Do you really want to have a baby? Take another look at the sticker price.

You could buy a top-of-the-line Mercedes Benz SLS for the same amount of money -- and have a few bucks left over gas. You could also buy a near-mint condition copy of Superman No. 1. Or how about a two-bedroom, 580-square foot condo in Boston?

But if you still want a baby, go ahead. It's your $226,920.

That's how much the United States Department of Agriculture says having a kid cost these days. Of course, the cost is spread out over 18 years. Sometimes much longer.

USDA officials release figures on how much it costs to raise a child every year as part of a federal program. We think it's just to seriously depress parents.

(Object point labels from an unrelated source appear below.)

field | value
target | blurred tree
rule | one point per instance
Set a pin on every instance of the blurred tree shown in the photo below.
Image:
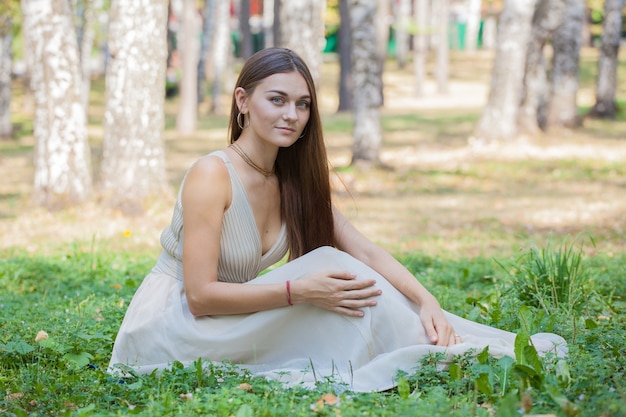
(367, 78)
(189, 46)
(302, 30)
(402, 18)
(499, 117)
(566, 43)
(245, 41)
(206, 41)
(133, 162)
(221, 58)
(420, 44)
(62, 159)
(443, 45)
(473, 25)
(346, 86)
(605, 106)
(8, 10)
(86, 11)
(549, 15)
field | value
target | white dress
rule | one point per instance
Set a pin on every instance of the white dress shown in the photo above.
(300, 344)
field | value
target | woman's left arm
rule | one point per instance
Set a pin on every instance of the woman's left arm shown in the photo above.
(350, 240)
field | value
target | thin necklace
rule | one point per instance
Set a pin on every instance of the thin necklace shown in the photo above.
(250, 162)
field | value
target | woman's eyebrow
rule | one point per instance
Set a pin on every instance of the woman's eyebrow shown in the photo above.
(282, 93)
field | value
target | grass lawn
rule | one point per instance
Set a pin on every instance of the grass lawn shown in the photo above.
(527, 237)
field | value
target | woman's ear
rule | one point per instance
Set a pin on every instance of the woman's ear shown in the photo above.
(240, 98)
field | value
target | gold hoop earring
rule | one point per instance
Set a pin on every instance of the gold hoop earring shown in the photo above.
(241, 124)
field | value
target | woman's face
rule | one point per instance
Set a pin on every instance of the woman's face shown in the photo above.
(278, 109)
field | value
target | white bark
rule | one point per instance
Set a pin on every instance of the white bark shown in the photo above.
(302, 30)
(189, 46)
(499, 117)
(6, 60)
(133, 164)
(473, 25)
(62, 159)
(222, 57)
(562, 108)
(367, 78)
(606, 87)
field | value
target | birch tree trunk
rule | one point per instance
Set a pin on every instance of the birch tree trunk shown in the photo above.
(208, 28)
(302, 30)
(549, 15)
(473, 24)
(245, 41)
(86, 45)
(346, 85)
(62, 159)
(562, 109)
(6, 61)
(420, 45)
(268, 23)
(133, 164)
(367, 77)
(499, 118)
(605, 106)
(443, 47)
(222, 56)
(403, 23)
(187, 118)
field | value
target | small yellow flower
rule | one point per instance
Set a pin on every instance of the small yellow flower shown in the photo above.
(41, 335)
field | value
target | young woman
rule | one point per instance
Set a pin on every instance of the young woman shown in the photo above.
(342, 307)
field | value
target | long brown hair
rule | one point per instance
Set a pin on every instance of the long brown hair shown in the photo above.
(302, 168)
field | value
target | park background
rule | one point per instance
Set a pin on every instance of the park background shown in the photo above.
(470, 218)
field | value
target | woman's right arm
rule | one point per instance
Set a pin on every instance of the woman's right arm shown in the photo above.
(206, 195)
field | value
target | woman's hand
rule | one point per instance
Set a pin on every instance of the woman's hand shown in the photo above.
(438, 329)
(337, 291)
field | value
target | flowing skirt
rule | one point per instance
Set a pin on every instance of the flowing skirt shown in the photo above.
(300, 344)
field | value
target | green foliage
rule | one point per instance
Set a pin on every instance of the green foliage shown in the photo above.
(552, 278)
(78, 296)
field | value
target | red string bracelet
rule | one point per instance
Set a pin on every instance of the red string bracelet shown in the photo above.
(289, 293)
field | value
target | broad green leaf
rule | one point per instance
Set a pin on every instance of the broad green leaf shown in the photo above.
(403, 388)
(483, 384)
(455, 371)
(483, 356)
(79, 359)
(20, 347)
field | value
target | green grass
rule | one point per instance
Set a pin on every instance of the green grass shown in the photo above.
(78, 293)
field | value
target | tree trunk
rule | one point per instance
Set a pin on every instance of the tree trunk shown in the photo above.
(473, 24)
(420, 45)
(133, 164)
(268, 23)
(499, 117)
(302, 30)
(443, 47)
(605, 106)
(346, 86)
(86, 46)
(208, 29)
(562, 109)
(187, 118)
(222, 56)
(403, 22)
(245, 41)
(6, 60)
(366, 73)
(62, 159)
(549, 15)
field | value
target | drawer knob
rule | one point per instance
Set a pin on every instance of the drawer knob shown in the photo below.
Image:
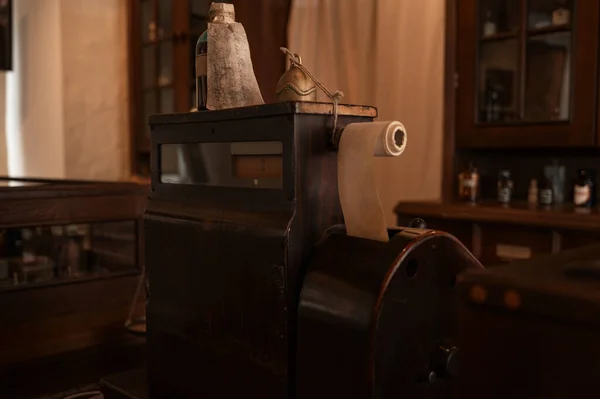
(417, 223)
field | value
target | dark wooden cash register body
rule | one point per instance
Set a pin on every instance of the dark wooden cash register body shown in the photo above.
(254, 291)
(220, 317)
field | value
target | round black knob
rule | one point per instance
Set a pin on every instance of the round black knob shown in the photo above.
(445, 361)
(417, 223)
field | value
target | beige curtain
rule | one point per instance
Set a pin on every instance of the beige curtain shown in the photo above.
(387, 53)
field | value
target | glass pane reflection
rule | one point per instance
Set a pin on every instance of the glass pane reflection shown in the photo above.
(256, 164)
(48, 254)
(498, 81)
(548, 77)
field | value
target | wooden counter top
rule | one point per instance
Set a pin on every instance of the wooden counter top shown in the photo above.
(565, 216)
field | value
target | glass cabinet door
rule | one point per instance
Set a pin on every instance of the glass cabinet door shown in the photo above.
(157, 40)
(548, 61)
(524, 64)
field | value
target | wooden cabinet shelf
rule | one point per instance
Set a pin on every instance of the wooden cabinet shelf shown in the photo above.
(548, 29)
(497, 234)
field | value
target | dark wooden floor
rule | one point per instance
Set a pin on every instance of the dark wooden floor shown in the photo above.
(48, 376)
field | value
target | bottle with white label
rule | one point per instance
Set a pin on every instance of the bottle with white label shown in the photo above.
(561, 15)
(505, 187)
(468, 184)
(585, 188)
(532, 196)
(489, 26)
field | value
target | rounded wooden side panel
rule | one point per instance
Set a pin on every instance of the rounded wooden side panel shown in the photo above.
(377, 319)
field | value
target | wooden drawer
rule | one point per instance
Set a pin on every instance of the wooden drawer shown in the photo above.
(500, 244)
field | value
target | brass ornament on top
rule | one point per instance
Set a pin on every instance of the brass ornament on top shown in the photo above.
(295, 84)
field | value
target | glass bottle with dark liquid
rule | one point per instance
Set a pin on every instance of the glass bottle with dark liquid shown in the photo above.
(220, 13)
(201, 71)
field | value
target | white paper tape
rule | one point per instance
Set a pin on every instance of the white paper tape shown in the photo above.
(359, 197)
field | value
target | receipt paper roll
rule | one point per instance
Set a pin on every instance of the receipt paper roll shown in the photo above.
(360, 143)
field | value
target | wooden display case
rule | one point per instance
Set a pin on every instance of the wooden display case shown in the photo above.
(70, 262)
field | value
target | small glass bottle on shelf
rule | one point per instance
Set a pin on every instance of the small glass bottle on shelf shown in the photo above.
(546, 193)
(505, 187)
(584, 192)
(489, 26)
(468, 184)
(561, 15)
(201, 71)
(532, 196)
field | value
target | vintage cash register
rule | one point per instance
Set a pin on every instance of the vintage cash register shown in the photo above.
(254, 286)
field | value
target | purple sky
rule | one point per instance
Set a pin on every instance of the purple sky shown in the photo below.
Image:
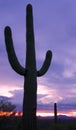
(55, 29)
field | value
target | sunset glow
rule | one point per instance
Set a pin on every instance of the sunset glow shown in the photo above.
(40, 113)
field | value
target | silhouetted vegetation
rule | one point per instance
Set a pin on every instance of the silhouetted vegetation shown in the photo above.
(30, 72)
(6, 106)
(15, 123)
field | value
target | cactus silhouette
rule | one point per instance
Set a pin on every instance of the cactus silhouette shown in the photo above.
(30, 72)
(55, 112)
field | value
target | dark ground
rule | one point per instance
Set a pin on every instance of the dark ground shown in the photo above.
(14, 123)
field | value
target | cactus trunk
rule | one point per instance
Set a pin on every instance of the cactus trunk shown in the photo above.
(30, 72)
(55, 112)
(30, 81)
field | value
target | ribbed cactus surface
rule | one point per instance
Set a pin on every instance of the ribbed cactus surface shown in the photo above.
(55, 112)
(29, 72)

And wait. It gets more depressing. Bloomberg News reports the price has shot up 2.1 percent in just one year. That includes the price of child care, education, transportation and health services.

The typical two-parent family spent from $11,880 to $13,830 on each child in 2010, according to the USDA -- give or take. A family earning less than $57,600 a year was likely to spend $163,440 in 2010 dollars to rear a child, the USDA reports, while parents earning more than $99,730 may spend $377,040.

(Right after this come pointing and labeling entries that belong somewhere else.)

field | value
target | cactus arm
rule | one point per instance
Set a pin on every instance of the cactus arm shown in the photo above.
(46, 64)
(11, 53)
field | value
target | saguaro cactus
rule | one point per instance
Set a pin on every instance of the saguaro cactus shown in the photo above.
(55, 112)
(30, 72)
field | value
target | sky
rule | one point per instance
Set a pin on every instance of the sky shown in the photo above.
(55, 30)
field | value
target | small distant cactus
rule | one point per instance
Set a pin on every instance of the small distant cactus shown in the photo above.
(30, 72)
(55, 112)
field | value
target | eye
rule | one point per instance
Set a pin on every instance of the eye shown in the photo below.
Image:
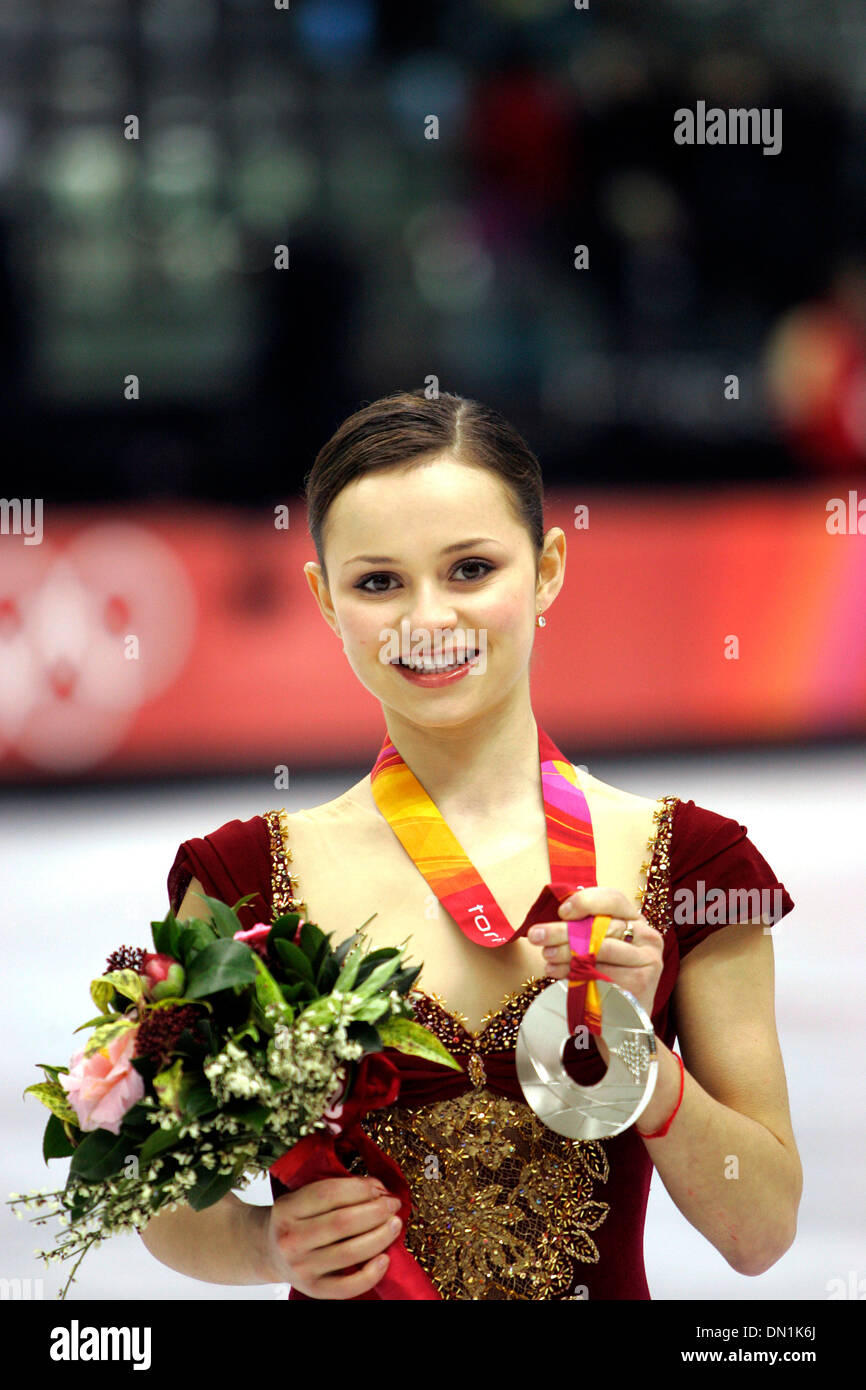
(367, 578)
(485, 569)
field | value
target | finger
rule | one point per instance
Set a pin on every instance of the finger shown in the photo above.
(595, 902)
(327, 1193)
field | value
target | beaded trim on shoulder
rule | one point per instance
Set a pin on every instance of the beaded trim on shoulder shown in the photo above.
(284, 884)
(655, 901)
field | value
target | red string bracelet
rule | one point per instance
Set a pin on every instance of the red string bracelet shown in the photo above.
(665, 1127)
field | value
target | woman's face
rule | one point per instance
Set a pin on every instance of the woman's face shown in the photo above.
(433, 588)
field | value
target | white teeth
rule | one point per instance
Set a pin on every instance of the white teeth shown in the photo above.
(431, 667)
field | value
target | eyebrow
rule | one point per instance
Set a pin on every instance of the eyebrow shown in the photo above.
(446, 549)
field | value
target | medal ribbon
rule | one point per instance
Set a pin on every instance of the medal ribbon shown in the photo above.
(438, 855)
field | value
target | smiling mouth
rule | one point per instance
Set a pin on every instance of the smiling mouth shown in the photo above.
(423, 667)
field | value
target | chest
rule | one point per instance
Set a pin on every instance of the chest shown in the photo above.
(357, 869)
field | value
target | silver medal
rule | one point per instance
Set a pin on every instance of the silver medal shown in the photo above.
(624, 1091)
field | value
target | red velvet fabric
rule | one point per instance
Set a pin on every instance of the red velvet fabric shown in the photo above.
(705, 847)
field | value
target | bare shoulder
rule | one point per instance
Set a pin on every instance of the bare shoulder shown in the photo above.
(616, 799)
(192, 902)
(349, 805)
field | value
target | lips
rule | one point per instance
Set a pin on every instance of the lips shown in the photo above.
(442, 676)
(437, 669)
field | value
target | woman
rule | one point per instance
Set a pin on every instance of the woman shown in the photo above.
(427, 519)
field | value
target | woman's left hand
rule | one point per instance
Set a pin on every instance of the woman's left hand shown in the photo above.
(634, 965)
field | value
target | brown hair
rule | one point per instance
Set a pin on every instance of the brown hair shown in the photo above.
(407, 426)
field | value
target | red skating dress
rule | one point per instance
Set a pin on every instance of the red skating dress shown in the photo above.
(503, 1207)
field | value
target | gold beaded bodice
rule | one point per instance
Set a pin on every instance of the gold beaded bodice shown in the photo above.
(502, 1205)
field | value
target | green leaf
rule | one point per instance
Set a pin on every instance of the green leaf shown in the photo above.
(285, 927)
(100, 1154)
(377, 979)
(371, 1009)
(157, 1141)
(91, 1023)
(410, 1036)
(345, 947)
(310, 940)
(320, 962)
(168, 1084)
(54, 1141)
(224, 919)
(102, 993)
(218, 966)
(193, 936)
(403, 980)
(346, 976)
(54, 1096)
(160, 931)
(373, 959)
(253, 1115)
(210, 1189)
(366, 1034)
(107, 1033)
(293, 959)
(267, 991)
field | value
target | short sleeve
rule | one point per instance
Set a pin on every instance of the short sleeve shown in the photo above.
(230, 862)
(717, 877)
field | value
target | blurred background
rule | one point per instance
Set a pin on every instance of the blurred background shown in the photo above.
(227, 225)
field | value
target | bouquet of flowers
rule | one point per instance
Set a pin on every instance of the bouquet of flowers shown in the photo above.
(210, 1058)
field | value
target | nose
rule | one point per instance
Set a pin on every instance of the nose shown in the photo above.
(431, 606)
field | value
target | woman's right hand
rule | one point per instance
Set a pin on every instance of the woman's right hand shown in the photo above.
(328, 1226)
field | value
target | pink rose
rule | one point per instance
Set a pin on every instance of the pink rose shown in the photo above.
(163, 976)
(255, 937)
(102, 1087)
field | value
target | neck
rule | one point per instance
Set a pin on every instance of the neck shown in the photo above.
(476, 769)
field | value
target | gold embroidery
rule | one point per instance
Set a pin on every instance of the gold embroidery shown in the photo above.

"Child-rearing expenses vary considerably by household income level," according to the report. "Annual expenses generally increased with a child's age, a circumstance true in both two-parent and single-parent families."

If the study itself is insufficient depressing, the report includes an online calculator so parents can calculate their own costs and bum themselves out for an entire weekend. Try not to think of that Mercedes.

You'll really start moping if you live in the urban Northeast. Parents raising children in the West and Midwest might be slightly less traumatized. The least expensive places to raise a child, by the way, are the urban South and rural areas.

Housing accounts for the biggest portion of expenses, averaging 31 percent over 17 years, the USDA reports. Child care and education average 17 percent, with food costs at 16 percent. The estimates don't include college expenses.

The USDA has been bumming parents with these numbers every year since 1960. Your parents probably thought they had it rough, too. Tell them to stop their whining.

If you're 50 years old, health care was only 4 percent of the cost of raising a child -- half of what it is now. Education and child care accounted for 2 percent.